Thursday, July 10, 2014

Struggle in the City

Today was amazing. Class began with Qigong on the grassy area in front of the McNeil Building where class is held. This morning we went on a field trip to Society Hill, one of the most affluent sections of Philadelphia. Society Hill is an example of where eminent domain and urban renewal policies have been used to displace poorer residents. After taking Philadelphia's adorably small and antiquated trolley to Independence Mall, our guide and guest speaker, Katara introduced the major themes of today's lesson, which included the city as a spectacle, narratives of freedom, and the city as a place of struggle. As a class, we discussed one of the central contradictions of American history; that even while fighting for liberty and democracy, the founding fathers created a patriarchal, racist, and classist society.

Independence Hall, a symbol of American democracy,
the site where the Declaration of Independence
 and the Constitution were ratified.
Part of the museum at Independence Hall. This exhibit
was about the Fugitive Slave Act. The juxtaposition of
Independence Hall, a symbol of liberty, with the realities
of oppression in American history challenged the dominant
narrative of freedom espoused by Independence Hall.
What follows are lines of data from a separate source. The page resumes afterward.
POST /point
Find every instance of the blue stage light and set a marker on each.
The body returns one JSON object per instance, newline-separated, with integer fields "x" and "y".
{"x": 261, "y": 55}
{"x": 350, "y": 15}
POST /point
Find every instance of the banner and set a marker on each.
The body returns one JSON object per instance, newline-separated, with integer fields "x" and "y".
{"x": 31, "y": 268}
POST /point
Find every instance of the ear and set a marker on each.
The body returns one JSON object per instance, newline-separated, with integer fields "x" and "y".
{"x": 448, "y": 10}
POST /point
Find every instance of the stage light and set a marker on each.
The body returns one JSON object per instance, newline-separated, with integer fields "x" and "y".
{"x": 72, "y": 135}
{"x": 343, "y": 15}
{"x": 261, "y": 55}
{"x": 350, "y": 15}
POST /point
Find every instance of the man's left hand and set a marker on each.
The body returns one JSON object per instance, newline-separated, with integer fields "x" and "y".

As we continued to explore Society Hill, Katara taught us about urban renewal and gentrification. She told us to think about who benefits from imminent domain. Although the concept of imminent domain is hypothetically intended to be for the betterment of all, it clearly benefits only the privileged few and contributes to the marginalization of minority groups. Andy explained how neutral language is used in legal documents to target specific groups. As we walked I considered the questions that were raised at the beginning of class, in particular the role of monuments in our society and how they contribute to the popular American narrative of freedom. I was interested (and outraged) to learn that despite the abundance of monuments devoted to historical figures in Philadelphia, there is not a single monument for Thomas Paine, despite his critical role in founding the nation. The tour concluded at the historic Mother Bethel African Methodist Episcopal Church, which is the last remnant of the African American community that used to live in Society Hill. 

A plaque commemorating the
church's historical significance.
After lunch we returned to class for a lecture about food justice, one of my favorite causes. Our second guest speaker, Nati, talked to us about agriculture and food justice in the Jewish tradition. 

Today was unequivocally my favorite day of class so far. Every day has been successively better than the last. I have so many new ideas and questions to wrestle with after today's experiences. I hope that we will continue to study property rights and urban renewal. This is only the fourth day of class and I have already learned so much. I have high hopes for the rest of class.